Een opvallend voorbeeld was een video die in 2019 in een lus werd afgespeeld op de Peleton-landingspagina. De video duurde ongeveer 15 seconden en liet drie soorten shots zien die de kijker hielpen een beter beeld van het product te krijgen.

De soorten shots bestonden uit iemand die op de fiets trainde, de video die op het scherm van de fiets werd afgespeeld, en een close-up van het gezicht van de persoon terwijl hij op de fiets zat. Deze shots lieten respectievelijk zien: hoe het eruitziet, wat iemand vermaakt en motiveert tijdens het fietsen, en het gevoel van vastberadenheid en toewijding dat gebruikers kunnen ervaren.

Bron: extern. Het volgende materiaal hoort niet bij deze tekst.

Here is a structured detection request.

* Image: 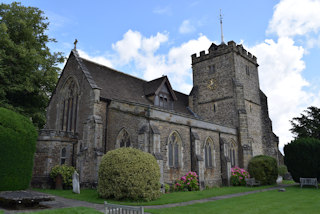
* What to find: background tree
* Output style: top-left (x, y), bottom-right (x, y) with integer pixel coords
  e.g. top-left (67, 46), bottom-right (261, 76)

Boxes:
top-left (290, 106), bottom-right (320, 139)
top-left (0, 2), bottom-right (64, 128)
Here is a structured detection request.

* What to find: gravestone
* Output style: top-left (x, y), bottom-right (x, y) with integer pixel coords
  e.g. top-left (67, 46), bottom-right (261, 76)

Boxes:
top-left (55, 174), bottom-right (63, 189)
top-left (276, 175), bottom-right (283, 184)
top-left (72, 171), bottom-right (80, 194)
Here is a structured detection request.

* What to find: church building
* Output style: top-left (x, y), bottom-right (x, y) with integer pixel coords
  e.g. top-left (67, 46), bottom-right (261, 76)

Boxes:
top-left (32, 41), bottom-right (280, 188)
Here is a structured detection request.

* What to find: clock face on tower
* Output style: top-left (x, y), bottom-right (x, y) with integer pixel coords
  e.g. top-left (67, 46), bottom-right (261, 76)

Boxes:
top-left (207, 78), bottom-right (217, 90)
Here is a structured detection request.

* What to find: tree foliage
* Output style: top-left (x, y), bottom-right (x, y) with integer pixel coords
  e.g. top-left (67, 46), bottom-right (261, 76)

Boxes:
top-left (284, 138), bottom-right (320, 182)
top-left (248, 155), bottom-right (278, 185)
top-left (0, 107), bottom-right (37, 191)
top-left (290, 106), bottom-right (320, 139)
top-left (0, 2), bottom-right (63, 127)
top-left (98, 147), bottom-right (161, 201)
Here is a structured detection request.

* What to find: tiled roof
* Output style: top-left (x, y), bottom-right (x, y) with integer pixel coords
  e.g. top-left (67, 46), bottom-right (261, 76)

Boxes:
top-left (82, 58), bottom-right (193, 116)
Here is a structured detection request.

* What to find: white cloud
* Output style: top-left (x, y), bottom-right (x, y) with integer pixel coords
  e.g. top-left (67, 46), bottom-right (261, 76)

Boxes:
top-left (249, 37), bottom-right (315, 154)
top-left (112, 30), bottom-right (142, 64)
top-left (179, 20), bottom-right (196, 34)
top-left (77, 49), bottom-right (113, 67)
top-left (267, 0), bottom-right (320, 37)
top-left (112, 30), bottom-right (211, 93)
top-left (153, 6), bottom-right (171, 15)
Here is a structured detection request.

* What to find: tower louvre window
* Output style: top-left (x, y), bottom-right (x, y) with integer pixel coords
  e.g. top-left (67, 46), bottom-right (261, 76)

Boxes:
top-left (209, 65), bottom-right (216, 74)
top-left (246, 65), bottom-right (250, 76)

Elk van deze shots beantwoordde een vraag die iemand zou kunnen hebben: Hoe zal ik eruitzien? Wat ga ik doen? Hoe zal ik me voelen? Het antwoord op deze vragen was niet gebaseerd op wetenschap of slimme statistieken, maar op een visuele demonstratie die gebruikers onmiddellijk hielp de waarde van de fiets te begrijpen. Wat een FAQ had kunnen zijn, werd in plaats daarvan iets dat de gebruiker kon beleven.
Sommigen geloven dat de manier waarop mensen beslissingen nemen is door alle opties en hun kenmerken te overwegen en vervolgens de optie met de beste kenmerken te kiezen. Maar zo kiezen mensen zelden in de praktijk, en nog minder vaak is dat de manier waarop ze wíllen kiezen. In plaats daarvan is een veelgebruikte tactiek om zich verschillende mogelijkheden voor te stellen totdat één van die mogelijkheden overtuigend genoeg is om te worden gekozen. Daarom kunnen foto’s, video’s, samples of zelfs verhalende beschrijvingen die gebruikers laten inbeelden hoe het zou zijn om een bepaalde optie te kiezen, veel krachtiger zijn dan een geschreven beschrijving.

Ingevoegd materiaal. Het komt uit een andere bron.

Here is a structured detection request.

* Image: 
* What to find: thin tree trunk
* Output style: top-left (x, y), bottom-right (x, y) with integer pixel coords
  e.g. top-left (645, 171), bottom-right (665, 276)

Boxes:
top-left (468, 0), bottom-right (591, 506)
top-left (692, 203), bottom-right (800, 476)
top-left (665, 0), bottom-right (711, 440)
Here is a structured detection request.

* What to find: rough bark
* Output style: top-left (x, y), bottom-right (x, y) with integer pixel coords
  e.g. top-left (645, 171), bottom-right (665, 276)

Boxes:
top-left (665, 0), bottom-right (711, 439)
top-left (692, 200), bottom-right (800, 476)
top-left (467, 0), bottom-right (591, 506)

Strategie 3: Stem de interface af op mentale modellen
Iedereen die ooit is overgestapt van een iPhone naar Android, of van Windows naar Mac, weet hoe belangrijk mentale modellen zijn. De eerste paar minuten (of zelfs maanden) na het gebruik van een nieuw besturingssysteem zijn vaak verwarrend. Je probeert dingen te doen of te vinden, maar niets werkt helemaal zoals je verwacht. Je mentale model – jouw begrip van hoe alle onderdelen werken en met elkaar verbonden zijn – komt simpelweg niet overeen met de realiteit.
Om de wereld te begrijpen, vertrouwen we vaak op eerdere kennis en vooral op eerdere mentale modellen. Deze helpen meestal, maar kunnen ook in de weg zitten als ze niet goed aansluiten. Om ervoor te zorgen dat gebruikers kunnen begrijpen, ontdekken en goede beslissingen nemen, hebben ze een goed mentaal model nodig van het product of de app die ze gebruiken. Om dit te ondersteunen, kunnen we elementen gebruiken uit andere mentale modellen waarmee ze waarschijnlijk al vertrouwd zijn.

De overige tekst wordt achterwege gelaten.